DIY Himalayan Chews

Before you look at these pictures and freak out, they’re dog treats. Definitely not for you to eat…although you could if you were really desperate. Or just plain weird.

DIY Himalayan Chews

I’m not judging.

So, have you ever seen or heard of Himalayan chews?

They’re made from yaks milk somewhere in Nepal. The chews are super hard and they last longer than traditional chews. The only downside is the price. I buy them here and there, but buying 4 in the appropriate sizes for my dogs costs about $60. Himalayan chews are basically a firm cheese that is sliced and then smoked until dry. So I figured it couldn’t be that hard to replicate, well, if you forget the whole yak in the mountains of Nepal part.

Himalayan Chews

My dogs loved these chews and I intend to make them again very soon. Because I have 3 large dogs, I think I’ll make a double batch in the future and try to get bigger/thicker slices for them. The chews worked really well for my small dog, but they didn’t last very long with the big guys. So, if you have small dogs that are 25 pounds or less, these will work well. If you have big dogs I suggest doubling the recipe and cutting thick chunks that are long enough for them to chew on.

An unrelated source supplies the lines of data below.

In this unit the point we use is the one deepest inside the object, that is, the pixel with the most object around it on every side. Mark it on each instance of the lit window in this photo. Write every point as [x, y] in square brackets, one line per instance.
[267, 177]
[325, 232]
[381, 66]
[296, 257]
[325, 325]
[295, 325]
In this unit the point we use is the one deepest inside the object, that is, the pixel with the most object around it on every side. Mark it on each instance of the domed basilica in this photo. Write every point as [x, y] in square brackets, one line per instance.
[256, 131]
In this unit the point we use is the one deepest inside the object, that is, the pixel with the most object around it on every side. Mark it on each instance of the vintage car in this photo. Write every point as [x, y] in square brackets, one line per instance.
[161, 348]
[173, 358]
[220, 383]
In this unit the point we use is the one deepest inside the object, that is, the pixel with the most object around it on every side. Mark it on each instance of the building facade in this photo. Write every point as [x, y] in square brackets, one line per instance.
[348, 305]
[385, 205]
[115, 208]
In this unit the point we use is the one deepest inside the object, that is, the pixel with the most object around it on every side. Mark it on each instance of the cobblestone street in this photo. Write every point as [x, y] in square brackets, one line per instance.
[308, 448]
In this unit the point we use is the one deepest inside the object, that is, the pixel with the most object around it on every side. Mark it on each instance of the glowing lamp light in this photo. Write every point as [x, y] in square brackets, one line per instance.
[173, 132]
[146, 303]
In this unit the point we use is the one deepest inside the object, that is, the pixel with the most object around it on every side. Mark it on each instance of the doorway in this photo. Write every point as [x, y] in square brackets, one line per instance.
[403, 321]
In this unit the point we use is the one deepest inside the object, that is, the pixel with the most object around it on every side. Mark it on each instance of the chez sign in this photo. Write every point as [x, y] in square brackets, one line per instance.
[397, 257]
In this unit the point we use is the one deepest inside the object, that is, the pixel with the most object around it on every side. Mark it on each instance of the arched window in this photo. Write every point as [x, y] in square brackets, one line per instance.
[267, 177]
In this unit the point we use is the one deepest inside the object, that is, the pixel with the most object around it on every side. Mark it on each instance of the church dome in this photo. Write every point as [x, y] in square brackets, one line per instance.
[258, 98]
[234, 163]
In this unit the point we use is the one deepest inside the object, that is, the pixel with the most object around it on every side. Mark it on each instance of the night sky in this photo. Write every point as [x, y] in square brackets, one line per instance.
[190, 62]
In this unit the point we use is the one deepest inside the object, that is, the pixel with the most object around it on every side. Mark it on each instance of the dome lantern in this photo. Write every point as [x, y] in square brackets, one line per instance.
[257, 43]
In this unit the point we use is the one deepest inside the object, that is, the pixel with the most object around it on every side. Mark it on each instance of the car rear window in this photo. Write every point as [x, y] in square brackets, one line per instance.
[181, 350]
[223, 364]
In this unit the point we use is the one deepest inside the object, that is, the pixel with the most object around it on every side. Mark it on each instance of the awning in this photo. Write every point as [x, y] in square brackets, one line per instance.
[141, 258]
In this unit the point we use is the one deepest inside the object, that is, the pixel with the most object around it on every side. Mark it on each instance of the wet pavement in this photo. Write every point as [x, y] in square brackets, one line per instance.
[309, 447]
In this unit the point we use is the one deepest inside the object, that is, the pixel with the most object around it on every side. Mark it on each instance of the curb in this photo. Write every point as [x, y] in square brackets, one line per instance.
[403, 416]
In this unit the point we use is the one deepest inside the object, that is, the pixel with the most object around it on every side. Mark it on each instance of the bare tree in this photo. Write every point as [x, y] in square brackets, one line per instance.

Remember, these are meant to be chewed and not swallowed whole. If you have a dog that tends to inhale things without chewing, I don’t suggest these or any hard chew.

Chiirpi Cheese

Here is my cheese after being hung and then weighed down in the fridge overnight.


DIY Himalayan Chews

  • 1 Gallon skim milk
  • 3 tsp. Liquid smoke
  • 9 Tbsp. Lemon juice
  • Cheese cloth


  1. Line a colander with cheesecloth and set aside.
  2. Bring milk to a rolling boil over medium heat, stirring often. Be careful not to scald the milk.
  3. Once boiling, add lemon juice and liquid smoke. As you stir you should start to see the milk curdling.
  4. Pour milk mixture into colander lined with cheesecloth. The liquid will drain away and you will be left with a pile of cheese curds. Drain well. Pull up the sides of the cheesecloth and squeeze the ball of cheese. Tie the cheesecloth tightly and hang the cheese. I was able to hang my cheese from my kitchen faucet, but in the past I have set a long wooden spoon over a deep pot and tied the ball of cheese to the spoon and set it over the middle of the pot. Allow the cheese to hang for 1-2 hours.
  5. Pull your cheese down, but leave it in it’s cheesecloth cocoon. Place your cheese on a plate and weigh it down with something heavy. I filled a gallon jug with water and set it on top of the cheese. Leave overnight in the refrigerator.
  6. Pull cheesecloth off of cheese. Slice the cheese into thick slices and place in a dehydrator. Dehydrate until completely dry. Mine took about 24 hours to dry out.



12 thoughts on “DIY Himalayan Chews

    1. I actually have two dehydrators, but the one that I used for this recipe was just the junky old one. Plug in and it turns on, it doesn’t have any kind of fancy operating system like my other one. I would go for a medium setting if you have the option and check them after about 6 hours, if they’re still really soft, crank it up.

  1. Any way to do this without a dehydrator? When I make jerky, I use the oven on the lowest setting, but not sure how that would fly with this.

    1. I’m not sure honestly, I’ve never tried this in the oven. These are pretty firm, but they’re still a little wet. You could try using the oven on the lowest setting, check them often. If they aren’t drying out, turn the oven up a little. I wish I could offer more help.

      1. If you do it in the oven, make sure you keep the door open w/ a wad of paper towels.. It lets the moisture escape..

    1. Hi Kelsey, after you have added the lemon juice you should boil it while stirring just long enough to curdle the milk. It really doesn’t take more than a few minutes.

  2. Why skim milk? Isn’t Yaks milk much fattier, or does that come in skim, too? (Joking) What would happen with whole milk, I wonder?

    1. Hmmm I don’t know, I’ve never tried this recipe with anything other than skim. It would be worth a shot though, yaks milk has larger fat globules than dairy cows, so using something with a higher fat content might work well.